Front-end advancement: Summary of several commonly used js search algorithms and performance comparisons

Preface

Today, let us continue to talk about the js algorithm. Through the following explanation, we can understand the basic implementation of the search algorithm and the performance of various implementation methods, and then discover the performance differences of for loop, forEach, and While , we will also understand How to do algorithm sharding through web worker, greatly improve the performance of the algorithm.

At the same time, I will also briefly introduce the classic binary algorithm and hash table lookup algorithm , but these are not the focus of this chapter. Later I will launch a corresponding article to introduce these advanced algorithms in detail. Interested friends can follow my column or join us Explore.

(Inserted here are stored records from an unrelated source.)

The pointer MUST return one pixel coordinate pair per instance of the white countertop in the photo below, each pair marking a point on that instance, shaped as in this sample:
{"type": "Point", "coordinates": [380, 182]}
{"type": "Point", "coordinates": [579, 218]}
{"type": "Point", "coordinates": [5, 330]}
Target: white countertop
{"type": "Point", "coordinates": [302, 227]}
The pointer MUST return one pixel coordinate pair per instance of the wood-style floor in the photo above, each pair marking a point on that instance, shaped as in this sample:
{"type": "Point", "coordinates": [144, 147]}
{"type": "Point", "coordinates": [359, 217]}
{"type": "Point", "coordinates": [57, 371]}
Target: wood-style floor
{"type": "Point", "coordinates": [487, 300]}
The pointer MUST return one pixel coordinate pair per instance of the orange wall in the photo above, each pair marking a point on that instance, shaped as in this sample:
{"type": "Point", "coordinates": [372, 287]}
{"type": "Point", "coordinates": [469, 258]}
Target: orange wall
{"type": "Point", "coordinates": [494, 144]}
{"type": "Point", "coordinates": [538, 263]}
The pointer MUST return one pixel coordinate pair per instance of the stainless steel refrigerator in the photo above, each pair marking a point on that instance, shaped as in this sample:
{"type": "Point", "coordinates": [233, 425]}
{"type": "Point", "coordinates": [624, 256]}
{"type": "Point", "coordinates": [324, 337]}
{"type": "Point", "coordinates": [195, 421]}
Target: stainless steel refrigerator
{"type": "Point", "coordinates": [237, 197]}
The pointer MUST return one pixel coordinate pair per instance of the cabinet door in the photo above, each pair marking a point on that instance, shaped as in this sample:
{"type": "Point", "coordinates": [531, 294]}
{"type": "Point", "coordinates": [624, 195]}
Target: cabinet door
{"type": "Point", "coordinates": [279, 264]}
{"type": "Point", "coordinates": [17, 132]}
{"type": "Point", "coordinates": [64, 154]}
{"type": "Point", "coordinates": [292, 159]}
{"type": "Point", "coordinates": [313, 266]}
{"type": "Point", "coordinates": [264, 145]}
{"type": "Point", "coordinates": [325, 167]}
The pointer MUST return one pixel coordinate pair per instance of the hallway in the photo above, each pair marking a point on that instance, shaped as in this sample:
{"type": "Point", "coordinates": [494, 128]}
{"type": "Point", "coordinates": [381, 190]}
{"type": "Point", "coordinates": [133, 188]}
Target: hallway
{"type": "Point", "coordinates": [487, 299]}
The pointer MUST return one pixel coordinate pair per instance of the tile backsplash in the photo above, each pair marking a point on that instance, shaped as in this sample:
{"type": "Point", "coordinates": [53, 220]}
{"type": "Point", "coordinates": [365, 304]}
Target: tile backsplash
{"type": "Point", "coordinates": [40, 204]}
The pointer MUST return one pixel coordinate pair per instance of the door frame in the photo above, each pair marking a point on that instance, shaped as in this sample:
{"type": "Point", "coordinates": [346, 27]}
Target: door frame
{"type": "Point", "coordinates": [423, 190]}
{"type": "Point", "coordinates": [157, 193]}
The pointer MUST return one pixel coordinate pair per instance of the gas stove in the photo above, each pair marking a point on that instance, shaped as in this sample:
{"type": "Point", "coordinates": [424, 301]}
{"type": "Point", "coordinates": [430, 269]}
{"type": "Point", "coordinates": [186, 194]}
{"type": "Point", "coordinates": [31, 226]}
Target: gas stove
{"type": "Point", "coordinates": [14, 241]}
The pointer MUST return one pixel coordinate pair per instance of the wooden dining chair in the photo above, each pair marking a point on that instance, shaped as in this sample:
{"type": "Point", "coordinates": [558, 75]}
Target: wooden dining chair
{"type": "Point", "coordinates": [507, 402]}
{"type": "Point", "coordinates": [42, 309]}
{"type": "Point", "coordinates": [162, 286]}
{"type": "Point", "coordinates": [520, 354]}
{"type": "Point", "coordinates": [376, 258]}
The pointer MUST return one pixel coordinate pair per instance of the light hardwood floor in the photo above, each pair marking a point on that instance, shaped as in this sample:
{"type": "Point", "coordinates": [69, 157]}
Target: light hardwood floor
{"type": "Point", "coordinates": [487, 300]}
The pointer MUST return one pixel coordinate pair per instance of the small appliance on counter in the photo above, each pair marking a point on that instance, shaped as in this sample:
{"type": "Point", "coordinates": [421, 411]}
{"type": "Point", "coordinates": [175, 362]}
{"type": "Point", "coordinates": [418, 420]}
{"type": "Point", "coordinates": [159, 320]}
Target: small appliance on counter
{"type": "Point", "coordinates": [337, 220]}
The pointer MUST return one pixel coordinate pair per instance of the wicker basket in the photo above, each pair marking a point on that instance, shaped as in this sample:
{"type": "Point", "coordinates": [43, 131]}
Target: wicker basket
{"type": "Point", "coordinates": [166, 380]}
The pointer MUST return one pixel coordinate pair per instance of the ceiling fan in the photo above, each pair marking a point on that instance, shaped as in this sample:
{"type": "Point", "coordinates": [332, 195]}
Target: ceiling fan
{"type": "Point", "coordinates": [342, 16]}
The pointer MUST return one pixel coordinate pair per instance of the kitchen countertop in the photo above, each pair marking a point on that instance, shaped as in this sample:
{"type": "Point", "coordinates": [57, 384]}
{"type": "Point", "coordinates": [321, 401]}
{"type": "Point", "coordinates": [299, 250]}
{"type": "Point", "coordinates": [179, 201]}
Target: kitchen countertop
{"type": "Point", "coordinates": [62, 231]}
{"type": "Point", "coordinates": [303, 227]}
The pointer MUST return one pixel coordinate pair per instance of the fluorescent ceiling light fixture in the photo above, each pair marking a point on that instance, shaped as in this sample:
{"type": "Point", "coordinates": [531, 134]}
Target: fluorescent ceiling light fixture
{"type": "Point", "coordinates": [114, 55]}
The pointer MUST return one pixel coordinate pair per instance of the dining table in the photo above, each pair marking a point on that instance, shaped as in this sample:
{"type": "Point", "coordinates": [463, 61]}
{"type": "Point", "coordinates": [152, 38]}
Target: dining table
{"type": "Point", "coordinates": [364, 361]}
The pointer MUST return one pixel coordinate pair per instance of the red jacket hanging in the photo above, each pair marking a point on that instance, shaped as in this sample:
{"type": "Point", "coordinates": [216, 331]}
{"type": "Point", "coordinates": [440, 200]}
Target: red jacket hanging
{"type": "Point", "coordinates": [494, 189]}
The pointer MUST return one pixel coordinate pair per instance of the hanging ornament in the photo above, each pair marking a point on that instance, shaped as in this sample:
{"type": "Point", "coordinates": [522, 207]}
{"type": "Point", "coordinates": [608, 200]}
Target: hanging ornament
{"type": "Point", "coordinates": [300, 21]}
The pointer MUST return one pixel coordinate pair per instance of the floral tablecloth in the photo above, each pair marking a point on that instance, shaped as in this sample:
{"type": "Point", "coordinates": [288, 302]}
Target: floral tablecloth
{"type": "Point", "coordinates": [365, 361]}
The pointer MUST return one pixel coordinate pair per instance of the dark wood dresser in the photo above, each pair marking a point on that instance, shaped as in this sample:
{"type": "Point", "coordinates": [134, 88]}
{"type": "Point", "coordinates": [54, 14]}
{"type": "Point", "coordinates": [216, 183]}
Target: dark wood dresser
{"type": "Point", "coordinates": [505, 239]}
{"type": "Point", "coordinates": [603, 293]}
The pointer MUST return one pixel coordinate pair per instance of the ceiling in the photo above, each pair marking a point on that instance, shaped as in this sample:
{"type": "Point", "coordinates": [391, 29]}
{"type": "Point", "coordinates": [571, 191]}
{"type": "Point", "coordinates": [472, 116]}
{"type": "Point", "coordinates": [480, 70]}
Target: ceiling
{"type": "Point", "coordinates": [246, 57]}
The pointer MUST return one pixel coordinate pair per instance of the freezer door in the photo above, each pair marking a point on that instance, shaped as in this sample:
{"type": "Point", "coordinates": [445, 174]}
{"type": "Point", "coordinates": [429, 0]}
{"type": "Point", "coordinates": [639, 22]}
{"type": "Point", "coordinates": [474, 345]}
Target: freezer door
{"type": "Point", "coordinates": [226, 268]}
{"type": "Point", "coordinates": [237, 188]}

For algorithm performance, we will still use the getFnRunTime function in the previous chapter "Front-end Algorithm Series" How to increase the front-end code speed by 60 times . If you are interested, you can check and learn it. I won't explain too much here.

In the last chapter "Front-end Algorithm Series" how to increase the front-end code speed by 60 times, we simulated 19,000 pieces of data. In this chapter, in order to make the effect more obvious, I will fake 1.7 million pieces of data to test, but believe me, come to js Said this is nothing. . .

1. for loop search

Basic idea: traverse the array through a for loop, find the index of the value to be searched in the array, and push it into the new array

The code is implemented as follows:

const getFnRunTime = require('./getRuntime');

 /**
  * 普通算法-for循环版
  * @param {*} arr 
  * 耗时：7-9ms
  */
 function searchBy(arr, value) {
     let result = [];
    for(let i = 0, len = arr.length; i < len; i++) {
        if(arr[i] === value) {
            result.push(i);
        }
    }
    return result
 }
 getFnRunTime(searchBy, 6)

The results after testing for n times of stabilization are as follows:

2.forEach loop

The basic idea is similar to the for loop:

/**
  * 普通算法-forEach循环版
  * @param {*} arr 
  * 耗时：21-24ms
  */
 function searchByForEach(arr, value) {
    let result = [];
    arr.forEach((item,i) => {
        if(item === value) {
            result.push(i);
        }
    })
   return result
}

It takes 21-24 milliseconds, and it can be seen that the performance is not as good as the for loop (for the time being, the essence is the same).

3.while loop

code show as below:

/**
  * 普通算法-while循环版
  * @param {*} arr 
  * 耗时：11ms
  */
 function searchByWhile(arr, value) {
     let i = arr.length,
     result = [];
    while(i) {
        if(arr[i] === value) {
            result.push(i);
        }
        i--;
    }
    
   return result
}

It can be seen that while and for loops have similar performance, they are both excellent, but it does not mean that forEach performance is not good, so they are not used. Compared with for loop, foreach has reduced code, but foreach relies on IEnumerable. The efficiency is lower than for loop at runtime. But it is more convenient to use foreach when dealing with loops with uncertain loop times or when the loop times need to be calculated. And after the code of foreach is optimized by the code of the compilation system, it is similar to the for loop.

4. Binary search

More application scenarios of binary search are in an array with unique and ordered values in the array. Here we will not compare its performance with for/while/forEach.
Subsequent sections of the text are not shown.